Shiny Widget Gallery

They may be a single value or a vector, and they are typically characters, not numeric values, so you may need to recast as the correct value type to use in the filters. For example, if you use a check box for hours of the day, the return value will be a character and the greater than or less than operators would not work.

filter( day %in% days.of.week, hour >= start.time & hour <= end.time )



Practice with dplyr

If you want to practice some more with data wrangling steps, you might find this tutorial helpful:

How to Identify Hipster Names



Submission Instructions

There are two steps to submitting your final project:

1) Upload RMD to Canvas

Login to Canvas at http://canvas.asu.edu and navigate to the assignments tab in the course repository. Upload your RMD file to the appropriate lab submission link.

2) Deploy your dashboard

Visit the Shiny Apps platform hosted by R Studio, and create a free own account. Upload your dashboard to your account (after you run your file you should see the option “Publish” at the top right - follow the commands).
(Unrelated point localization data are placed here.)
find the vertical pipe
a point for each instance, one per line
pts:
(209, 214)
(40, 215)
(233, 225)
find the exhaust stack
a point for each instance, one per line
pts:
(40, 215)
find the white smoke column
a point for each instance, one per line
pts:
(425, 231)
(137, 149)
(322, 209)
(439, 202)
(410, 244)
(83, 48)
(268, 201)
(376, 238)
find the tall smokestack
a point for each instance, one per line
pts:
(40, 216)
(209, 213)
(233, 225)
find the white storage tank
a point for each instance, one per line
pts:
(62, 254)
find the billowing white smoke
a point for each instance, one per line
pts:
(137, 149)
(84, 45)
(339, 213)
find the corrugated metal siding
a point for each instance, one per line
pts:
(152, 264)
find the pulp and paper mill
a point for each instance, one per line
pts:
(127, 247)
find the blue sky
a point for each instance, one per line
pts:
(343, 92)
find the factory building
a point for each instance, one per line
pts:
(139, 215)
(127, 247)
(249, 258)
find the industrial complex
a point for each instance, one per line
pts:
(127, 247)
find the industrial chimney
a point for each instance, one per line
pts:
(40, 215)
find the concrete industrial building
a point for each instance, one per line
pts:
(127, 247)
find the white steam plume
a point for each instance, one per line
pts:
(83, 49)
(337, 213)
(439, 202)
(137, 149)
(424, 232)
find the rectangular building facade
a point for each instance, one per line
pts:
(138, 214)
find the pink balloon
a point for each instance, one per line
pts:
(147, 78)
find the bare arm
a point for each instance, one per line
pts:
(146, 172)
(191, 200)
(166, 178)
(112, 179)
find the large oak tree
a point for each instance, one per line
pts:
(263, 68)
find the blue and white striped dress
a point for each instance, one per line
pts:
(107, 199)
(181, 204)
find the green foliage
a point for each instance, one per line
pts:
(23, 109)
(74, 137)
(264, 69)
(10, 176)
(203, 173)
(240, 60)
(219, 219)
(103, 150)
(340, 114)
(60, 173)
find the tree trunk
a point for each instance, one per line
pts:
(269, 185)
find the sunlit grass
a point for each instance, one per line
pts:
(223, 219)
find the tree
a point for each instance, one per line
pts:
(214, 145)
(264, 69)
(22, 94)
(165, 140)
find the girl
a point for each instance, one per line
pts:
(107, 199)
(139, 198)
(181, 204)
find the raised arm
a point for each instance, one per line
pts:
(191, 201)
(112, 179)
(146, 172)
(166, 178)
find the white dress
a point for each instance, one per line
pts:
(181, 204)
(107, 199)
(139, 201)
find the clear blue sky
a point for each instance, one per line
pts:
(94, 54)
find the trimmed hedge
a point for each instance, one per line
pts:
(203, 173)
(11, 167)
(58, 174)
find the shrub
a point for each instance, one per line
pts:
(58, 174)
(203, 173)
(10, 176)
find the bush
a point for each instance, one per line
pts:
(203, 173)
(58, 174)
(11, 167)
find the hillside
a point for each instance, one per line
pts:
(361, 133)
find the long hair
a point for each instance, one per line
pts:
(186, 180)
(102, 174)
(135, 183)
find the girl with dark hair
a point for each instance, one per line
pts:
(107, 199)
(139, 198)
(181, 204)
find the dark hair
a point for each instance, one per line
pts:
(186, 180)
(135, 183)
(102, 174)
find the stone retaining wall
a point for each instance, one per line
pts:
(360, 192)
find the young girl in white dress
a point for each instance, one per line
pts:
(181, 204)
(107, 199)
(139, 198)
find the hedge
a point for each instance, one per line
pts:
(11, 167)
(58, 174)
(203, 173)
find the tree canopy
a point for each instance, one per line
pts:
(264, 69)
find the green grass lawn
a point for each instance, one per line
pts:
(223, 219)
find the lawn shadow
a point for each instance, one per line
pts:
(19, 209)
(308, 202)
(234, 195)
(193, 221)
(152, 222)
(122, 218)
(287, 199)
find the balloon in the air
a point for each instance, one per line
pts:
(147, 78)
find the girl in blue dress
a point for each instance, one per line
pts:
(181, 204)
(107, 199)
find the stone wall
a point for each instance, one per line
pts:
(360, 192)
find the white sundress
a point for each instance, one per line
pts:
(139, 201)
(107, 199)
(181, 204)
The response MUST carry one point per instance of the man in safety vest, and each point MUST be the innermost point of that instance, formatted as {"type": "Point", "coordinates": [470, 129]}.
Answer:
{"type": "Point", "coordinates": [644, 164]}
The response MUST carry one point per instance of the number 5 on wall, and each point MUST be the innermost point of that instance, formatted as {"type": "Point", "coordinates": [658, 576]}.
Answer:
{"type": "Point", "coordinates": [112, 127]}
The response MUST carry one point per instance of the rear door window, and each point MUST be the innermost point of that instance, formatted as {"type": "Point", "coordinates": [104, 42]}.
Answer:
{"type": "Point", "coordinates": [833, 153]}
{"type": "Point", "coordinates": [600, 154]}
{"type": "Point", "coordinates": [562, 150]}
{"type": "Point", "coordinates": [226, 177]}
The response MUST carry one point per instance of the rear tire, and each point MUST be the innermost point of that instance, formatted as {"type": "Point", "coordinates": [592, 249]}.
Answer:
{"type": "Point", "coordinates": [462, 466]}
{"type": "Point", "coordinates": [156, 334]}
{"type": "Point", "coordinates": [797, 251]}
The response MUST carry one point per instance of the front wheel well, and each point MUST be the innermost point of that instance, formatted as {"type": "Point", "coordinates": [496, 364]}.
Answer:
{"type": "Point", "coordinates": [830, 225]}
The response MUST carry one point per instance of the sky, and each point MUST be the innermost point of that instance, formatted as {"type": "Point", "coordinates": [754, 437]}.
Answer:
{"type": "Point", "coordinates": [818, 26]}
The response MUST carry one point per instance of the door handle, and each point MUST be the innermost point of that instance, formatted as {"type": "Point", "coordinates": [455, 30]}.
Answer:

Include the link to your dashboard in your submission comments on Canvas.

Remember to:



Data

You will use the traffic accidents dataset (from the Tempe Open Data Portal) that was used in Lab-05:

URL <- "https://github.com/DS4PS/Data-Science-Class/blob/master/DATA/TempeTrafficAccidents.rds?raw=true"
dat <- readRDS( gzcon( url( URL ) ) )

Recall that the dataset contains the following variables:

column type label description
Incidentid numeric Incident ID Unique incident ID number assigned by Arizona Department of Transportation (ADOT).
DateTime timestamp Date Time Date and time that the crash occurred.
Year numeric Year Year that the crash occurred.
StreetName text Street Name The street that the crash occurred on.
CrossStreet text Cross-street The nearest intersecting street or road.
Distance numeric Distance from Intersection The distance, in feet, that the crash occurred from the cross-street.
JunctionRelation text Junction Relation The location of the crash in relation to a junction, either an intersection or connection between a driveway and a roadway.
Totalinjuries numeric Total Injuries Total number of persons with non-fatal injuries involved in the crash.
Totalfatalities numeric Total Fatalities Total number of persons with fatal injuries involved in the crash.
Injuryseverity text Injury Severity The highest severity of injury of all persons involved in the crash.
Collisionmanner text Collision Manner Identifies the manner in which two vehicles initially came into contact.
Lightcondition text Lighting Conditions The type/level of light that existed at the time of the crash.
Weather text Weather The prevailing (most significant) atmospheric conditions that existed at the time of the crash.
SurfaceCondition text Surface Condition The roadway surface condition at the time and place of a crash.
Unittype_One text Unit Type One Driver, Passenger, Pedestrian, Pedalcyclist or Driverless.
Age_Drv1 numeric
Gender_Drv1 text
Traveldirection_One text Travel Direction The direction the unit was traveling before the incident occurred,
Unitaction_One text Unit Action One The maneuver, or last action, of the unit before the crash.
Violation1_Drv1 text Violation One The main violation/behavior of the unit that contributed to the crash.
AlcoholUse_Drv1 text Alcohol Use 1 Indicates whether alcohol was a contributing factor in the crash or not.
DrugUse_Drv1 text Drug Use 1 Indicates whether drug use was a contributing factor in the crash or not.
Unittype_Two text Unit Type Two Driver, Passenger, Pedestrian, Pedalcyclist or Driverless.
Age_Drv2 numeric
Gender_Drv2 text
Traveldirection_Two text Travel Direction Two The direction the unit was traveling before the incident occurred.
Unitaction_Two text Unit Action Two The maneuver, or last action, of the unit before the crash.
Violation1_Drv2 text Violation Two The main violation/behavior of the unit that contributed to the crash.
AlcoholUse_Drv2 text Alcohol Use 2 Indicates whether alcohol was a contributing factor in the crash or not.
DrugUse_Drv2 text Drug Use 2 Indicates whether drug use was a contributing factor in the crash or not.
Latitude numeric Latitude Used to specify the precise location of the crash.
Longitude numeric Longitude Used to specify the precise location of the crash.